Siti Ramlah, Belasan Tahun Berjuang Demi Dua Anak yang Thalasemia
Siti Ramlah dan putrinya, Nur Azizah. -BPJS Kesehatan-
TARAKAN, DISWAY.DI - Penyakit thalasemia menjadi momok bagi keluarga Siti Ramlah. Perempuan 38 tahun itu kehilangan anak sulungnya karena thalasemia. Belum hilang rasa dukannya, anak keempat Siti juga dinyatakan positif thalasemia.
Thalasemia adalah penyakit kelainan genetik yang memengaruhi produksi sel darah merah. Kelainan genetik ini diturunkan dari orang tua dan membuat penderitanya mengalami anemia atau kurang darah. Efek dari sakit ini adalah cepat lelah, mudah mengantuk, hingga sesak napas. Thalasemia kerap menyebabkan komplikasi berupa gagal jantung, pertumbuhan terhambat, gangguan hati, hingga kematian.
Penyakin ini jangka panjang. Memerlukan perawatan seumur hidup. Seseorang yang didiagnosis thalasemia harus rutin melakukan transfusi darah setiap bulan untuk mencegah terjadinya anemia.
Anak pertama Siti, Muhammad Ramadhan, meninggal dunia 2020 setelah hampir 18 tahun berjuang dengan thalasemia. ”Ramadhan anaknya pendiam dan tidak terlalu memiliki banyak teman. Setelah pulang sekolah biasanya dia jarang main di luar dan langsung pulang ke rumah. Kalau ada tugas sekolah, biasanya teman-temannya yang datang ke sini,” cerita Siti sambil mengenang beberapa sifat almarhum anak sulungnya itu.

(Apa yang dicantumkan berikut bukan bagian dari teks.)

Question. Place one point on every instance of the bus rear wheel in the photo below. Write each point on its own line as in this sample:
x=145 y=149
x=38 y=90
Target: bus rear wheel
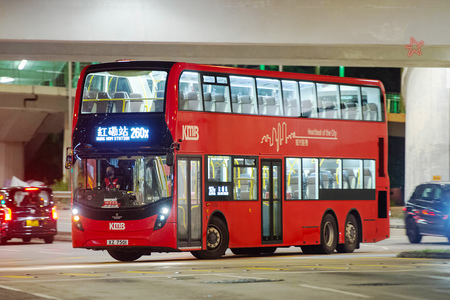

Ramadhan pertama kali dinyatakan thalasemia oleh dokter saat berusia 9 bulan. Setelah mengetahui bahwa Ramadhan menderita thalasemia, secara rutin harus melakukan transfusi darah. Mulai dari sekali dalam setahun, dua kali dalam setahun, sampai satu kali dalam sebulan hingga akhirnya mengalami komplikasi yang menyerang jantungnya.
”Tahun 2014 Ramadhan harus di rujuk ke RSAB Harapan Kita di Jakarta untuk melakukan operasi jantung. Alhamdulillah sekali saat itu sudah ada BPJS Kesehatan. Biaya operasi dan rawat inap selama hampir 2 bulan semuanya dijamin penuh oleh BPJS Kesehatan,” ungkap Siti.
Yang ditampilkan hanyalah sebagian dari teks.